Today at Witherspoon’s Public Discourse, Matthew Franck publishes the second of his two pieces on the Regnerus study, this one called “The Vindication of Mark Regnerus.” The piece is well titled, because what Franck offers here is not an analysis of the study as much as simple, full-throated cheerleading.
Franck does report that Regnerus has responded to his critics in the November issue of Social Science Research. Much of Franck’s article appears to be based on this response — he purports to sumarize it and quotes from it extensively — but he doesn’t link to the article itself, and I cannot find it online. (Does anyone out there have a copy?) So for me it’s hard to know what to make of some of what Franck says, absent the ability to read the actual article he is discussing.
Franck stresses, as Regnerus has all along, and as he apparently does again (with some new analyses of the study’s data) in this new article, the fact that young adults who report that a parent had a same-sex romantic relationship seem to have experienced a great deal of family turmoil and instability, and appear to have suffered negative consequences as a result.
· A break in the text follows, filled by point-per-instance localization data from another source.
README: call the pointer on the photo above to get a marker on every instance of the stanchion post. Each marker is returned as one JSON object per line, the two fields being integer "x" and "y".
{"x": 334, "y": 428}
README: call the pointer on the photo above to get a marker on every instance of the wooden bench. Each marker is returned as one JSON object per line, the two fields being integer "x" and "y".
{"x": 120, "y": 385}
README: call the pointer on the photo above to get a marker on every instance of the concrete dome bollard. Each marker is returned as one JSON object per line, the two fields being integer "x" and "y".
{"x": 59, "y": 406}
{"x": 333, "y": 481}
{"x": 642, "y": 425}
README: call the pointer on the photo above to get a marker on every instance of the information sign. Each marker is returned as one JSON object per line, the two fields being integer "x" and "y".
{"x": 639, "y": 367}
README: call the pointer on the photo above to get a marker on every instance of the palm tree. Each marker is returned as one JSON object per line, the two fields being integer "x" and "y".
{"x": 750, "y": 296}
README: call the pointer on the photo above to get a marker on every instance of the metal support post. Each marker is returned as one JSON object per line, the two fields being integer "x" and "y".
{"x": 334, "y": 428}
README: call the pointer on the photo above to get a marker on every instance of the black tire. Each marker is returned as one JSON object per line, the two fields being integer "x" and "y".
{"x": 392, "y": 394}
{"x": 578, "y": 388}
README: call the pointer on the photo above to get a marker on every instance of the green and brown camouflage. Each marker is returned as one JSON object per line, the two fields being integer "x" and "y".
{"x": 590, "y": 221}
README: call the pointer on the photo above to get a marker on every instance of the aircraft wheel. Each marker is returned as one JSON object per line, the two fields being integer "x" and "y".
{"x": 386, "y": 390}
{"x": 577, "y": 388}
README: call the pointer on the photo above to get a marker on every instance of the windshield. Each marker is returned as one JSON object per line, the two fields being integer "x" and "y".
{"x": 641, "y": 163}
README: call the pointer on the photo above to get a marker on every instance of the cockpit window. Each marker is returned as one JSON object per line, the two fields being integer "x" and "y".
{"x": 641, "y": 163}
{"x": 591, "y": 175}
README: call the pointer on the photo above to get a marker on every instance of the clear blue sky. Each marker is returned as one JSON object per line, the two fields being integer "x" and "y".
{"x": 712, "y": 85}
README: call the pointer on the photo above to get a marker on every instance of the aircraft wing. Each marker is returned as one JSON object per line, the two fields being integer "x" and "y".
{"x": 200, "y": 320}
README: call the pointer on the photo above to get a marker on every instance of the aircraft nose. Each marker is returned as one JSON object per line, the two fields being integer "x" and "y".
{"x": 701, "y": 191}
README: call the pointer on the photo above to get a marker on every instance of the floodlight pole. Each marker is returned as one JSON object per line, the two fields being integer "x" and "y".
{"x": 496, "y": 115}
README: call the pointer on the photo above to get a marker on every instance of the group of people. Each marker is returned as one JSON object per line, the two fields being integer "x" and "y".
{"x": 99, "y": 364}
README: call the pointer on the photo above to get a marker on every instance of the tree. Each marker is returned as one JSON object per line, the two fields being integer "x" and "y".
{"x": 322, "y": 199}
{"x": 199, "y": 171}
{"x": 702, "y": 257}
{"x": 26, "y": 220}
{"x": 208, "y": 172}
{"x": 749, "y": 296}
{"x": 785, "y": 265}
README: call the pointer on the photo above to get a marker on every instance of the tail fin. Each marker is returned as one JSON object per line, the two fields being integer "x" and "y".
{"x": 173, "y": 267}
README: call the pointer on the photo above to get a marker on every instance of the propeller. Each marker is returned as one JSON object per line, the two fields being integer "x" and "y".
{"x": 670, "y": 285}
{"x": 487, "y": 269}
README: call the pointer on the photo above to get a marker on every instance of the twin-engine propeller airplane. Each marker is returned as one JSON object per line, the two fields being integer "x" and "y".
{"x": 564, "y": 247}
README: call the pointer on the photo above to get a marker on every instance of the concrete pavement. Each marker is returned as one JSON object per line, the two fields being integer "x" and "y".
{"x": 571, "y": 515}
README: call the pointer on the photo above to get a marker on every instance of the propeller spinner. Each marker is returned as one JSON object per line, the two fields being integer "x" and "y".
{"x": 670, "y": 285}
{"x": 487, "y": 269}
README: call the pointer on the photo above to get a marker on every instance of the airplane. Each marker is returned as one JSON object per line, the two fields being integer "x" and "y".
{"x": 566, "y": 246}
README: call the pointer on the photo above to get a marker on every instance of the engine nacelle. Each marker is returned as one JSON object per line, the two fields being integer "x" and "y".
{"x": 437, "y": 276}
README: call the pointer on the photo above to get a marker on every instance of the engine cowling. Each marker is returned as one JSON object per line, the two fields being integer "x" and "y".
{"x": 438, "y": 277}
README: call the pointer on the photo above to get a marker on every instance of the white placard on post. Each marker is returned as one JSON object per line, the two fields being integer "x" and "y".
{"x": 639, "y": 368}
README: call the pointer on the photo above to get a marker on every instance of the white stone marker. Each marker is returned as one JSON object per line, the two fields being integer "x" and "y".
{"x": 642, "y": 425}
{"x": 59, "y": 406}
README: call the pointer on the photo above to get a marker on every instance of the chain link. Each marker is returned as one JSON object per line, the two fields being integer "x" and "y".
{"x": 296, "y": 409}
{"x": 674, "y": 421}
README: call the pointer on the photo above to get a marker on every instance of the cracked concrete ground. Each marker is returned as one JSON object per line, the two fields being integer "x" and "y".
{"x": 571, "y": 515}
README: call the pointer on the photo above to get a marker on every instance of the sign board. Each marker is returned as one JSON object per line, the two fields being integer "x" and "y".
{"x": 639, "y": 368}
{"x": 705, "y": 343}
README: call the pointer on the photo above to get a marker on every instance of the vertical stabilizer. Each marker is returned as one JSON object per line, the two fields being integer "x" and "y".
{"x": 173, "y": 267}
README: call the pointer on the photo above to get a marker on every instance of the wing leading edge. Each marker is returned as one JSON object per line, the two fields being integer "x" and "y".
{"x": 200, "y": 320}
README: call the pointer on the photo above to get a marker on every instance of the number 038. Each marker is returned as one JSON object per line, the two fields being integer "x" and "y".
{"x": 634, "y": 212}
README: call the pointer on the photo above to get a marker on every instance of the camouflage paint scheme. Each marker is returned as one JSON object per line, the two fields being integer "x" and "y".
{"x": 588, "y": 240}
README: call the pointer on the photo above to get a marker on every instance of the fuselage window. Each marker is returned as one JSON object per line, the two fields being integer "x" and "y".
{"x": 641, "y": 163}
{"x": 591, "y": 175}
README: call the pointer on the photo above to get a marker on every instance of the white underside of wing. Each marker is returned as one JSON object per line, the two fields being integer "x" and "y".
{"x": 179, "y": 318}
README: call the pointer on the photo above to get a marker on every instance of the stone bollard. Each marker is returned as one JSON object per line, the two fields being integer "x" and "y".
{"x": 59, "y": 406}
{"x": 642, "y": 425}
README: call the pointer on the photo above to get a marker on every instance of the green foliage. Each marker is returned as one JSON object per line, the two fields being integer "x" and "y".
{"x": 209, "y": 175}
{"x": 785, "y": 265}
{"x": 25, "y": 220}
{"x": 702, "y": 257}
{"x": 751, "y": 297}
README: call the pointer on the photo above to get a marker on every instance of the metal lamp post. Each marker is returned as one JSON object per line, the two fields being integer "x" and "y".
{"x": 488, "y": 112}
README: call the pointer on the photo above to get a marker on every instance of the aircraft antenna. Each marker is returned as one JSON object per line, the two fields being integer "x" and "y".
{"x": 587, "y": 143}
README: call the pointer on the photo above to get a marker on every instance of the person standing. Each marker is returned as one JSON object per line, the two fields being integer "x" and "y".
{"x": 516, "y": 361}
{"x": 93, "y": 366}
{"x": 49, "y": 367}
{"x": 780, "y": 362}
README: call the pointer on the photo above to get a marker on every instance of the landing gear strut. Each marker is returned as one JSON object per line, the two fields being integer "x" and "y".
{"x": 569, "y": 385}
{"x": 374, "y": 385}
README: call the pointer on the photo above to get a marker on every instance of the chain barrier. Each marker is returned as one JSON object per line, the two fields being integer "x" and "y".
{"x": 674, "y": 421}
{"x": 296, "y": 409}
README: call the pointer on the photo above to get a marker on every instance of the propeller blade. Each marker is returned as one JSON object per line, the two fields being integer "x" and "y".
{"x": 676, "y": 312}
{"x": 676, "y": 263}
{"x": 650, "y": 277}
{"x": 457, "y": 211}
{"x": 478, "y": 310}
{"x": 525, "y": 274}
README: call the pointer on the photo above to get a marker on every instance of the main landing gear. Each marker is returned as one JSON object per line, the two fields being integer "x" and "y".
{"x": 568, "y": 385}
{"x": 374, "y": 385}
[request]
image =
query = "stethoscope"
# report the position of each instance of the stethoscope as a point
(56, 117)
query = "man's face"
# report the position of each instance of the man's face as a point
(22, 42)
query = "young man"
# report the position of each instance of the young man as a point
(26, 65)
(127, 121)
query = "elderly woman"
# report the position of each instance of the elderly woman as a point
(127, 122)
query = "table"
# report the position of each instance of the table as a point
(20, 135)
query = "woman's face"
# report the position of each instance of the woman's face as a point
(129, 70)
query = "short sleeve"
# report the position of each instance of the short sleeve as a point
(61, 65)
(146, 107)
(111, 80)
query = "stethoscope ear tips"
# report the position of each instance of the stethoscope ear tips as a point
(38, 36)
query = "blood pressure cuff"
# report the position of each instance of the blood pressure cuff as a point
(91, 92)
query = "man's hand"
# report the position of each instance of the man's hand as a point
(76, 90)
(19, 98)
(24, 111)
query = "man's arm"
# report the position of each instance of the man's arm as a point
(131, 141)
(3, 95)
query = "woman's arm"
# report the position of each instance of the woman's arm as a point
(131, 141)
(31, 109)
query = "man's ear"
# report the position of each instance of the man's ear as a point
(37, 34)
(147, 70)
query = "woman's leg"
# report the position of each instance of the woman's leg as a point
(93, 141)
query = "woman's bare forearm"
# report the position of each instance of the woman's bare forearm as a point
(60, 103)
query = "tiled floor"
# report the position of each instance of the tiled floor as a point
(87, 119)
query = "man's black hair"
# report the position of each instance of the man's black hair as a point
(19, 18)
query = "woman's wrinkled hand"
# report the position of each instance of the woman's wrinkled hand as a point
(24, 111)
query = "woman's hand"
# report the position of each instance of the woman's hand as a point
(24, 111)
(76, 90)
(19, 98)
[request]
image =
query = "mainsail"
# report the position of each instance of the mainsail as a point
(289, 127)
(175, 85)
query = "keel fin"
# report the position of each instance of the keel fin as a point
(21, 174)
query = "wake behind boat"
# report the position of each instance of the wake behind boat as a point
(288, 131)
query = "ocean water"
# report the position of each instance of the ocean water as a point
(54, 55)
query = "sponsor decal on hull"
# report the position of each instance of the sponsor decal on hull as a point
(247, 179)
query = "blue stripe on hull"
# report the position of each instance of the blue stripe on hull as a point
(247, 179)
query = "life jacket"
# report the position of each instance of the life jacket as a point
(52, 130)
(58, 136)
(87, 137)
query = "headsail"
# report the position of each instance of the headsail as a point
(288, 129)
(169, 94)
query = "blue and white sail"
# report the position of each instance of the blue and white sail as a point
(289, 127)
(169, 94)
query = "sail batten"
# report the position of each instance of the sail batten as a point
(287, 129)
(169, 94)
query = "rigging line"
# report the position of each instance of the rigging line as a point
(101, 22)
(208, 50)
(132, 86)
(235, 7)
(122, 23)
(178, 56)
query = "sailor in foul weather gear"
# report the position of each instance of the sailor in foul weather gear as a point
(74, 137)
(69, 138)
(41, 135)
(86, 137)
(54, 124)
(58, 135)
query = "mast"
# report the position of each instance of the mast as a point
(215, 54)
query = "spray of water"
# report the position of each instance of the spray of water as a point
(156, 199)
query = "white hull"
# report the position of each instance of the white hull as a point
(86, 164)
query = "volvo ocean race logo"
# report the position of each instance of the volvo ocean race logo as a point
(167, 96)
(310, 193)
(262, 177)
This is important. When I first heard Mark Regnerus summarize his findings, at a luncheon when his article first appeared, that was the very thing that struck me most forcefully: These young people appear to have experienced very high and apparently harmful levels of family instability. I believed then, and continue to believe now, that if Regnerus has built his original article around this set of findings, and had explored those findings carefully and sensitively, and had not gotten himself into the mess about calling what he was looking at a “new family structure,” he would have made a valuable contribution to the field, and would likely have avoided at least some (certainly not all, probably not even most) of the the public criticism that in fact he has endured. He certainly would have avoided MY criticism.
But that’s not what happened. Instead, he did, as a centerpiece of his approach, get into the mess of labeling this phenomenon a “family structure” that can be validly compared and contrasted to other “family structures.” That’s the issue that’s of such concern.
Yet in Franck’s telling of the story, all of this is a complete non-issue, just one more unfair attack on bullet-proof scholarship. In fact, it seems to me that Franck himself does not really understand what is being alleged here; in today’s article (and in yesterday’s), he, Franck, seems to think that Regnerus’ critics are mainly exercised over issues such as whether to say “lesbian mother” or “mother who had a lesbian relationship” — issues which, to me at least, hardly matter and certainly do not touch upon the real problem.
What matters to me — the main and nearly only thing that matters to me — is whether in a study of ”new family structures,” the fact that your mother had a same-sex romantic relationship when you were growing up constitutes a “family structure.” I (and many others) say that it absolutely does not. Franck does not seem to recognize the question. I’m not sure if Mark does, or does not, in his new article, which I look forward to reading as soon as it’s available.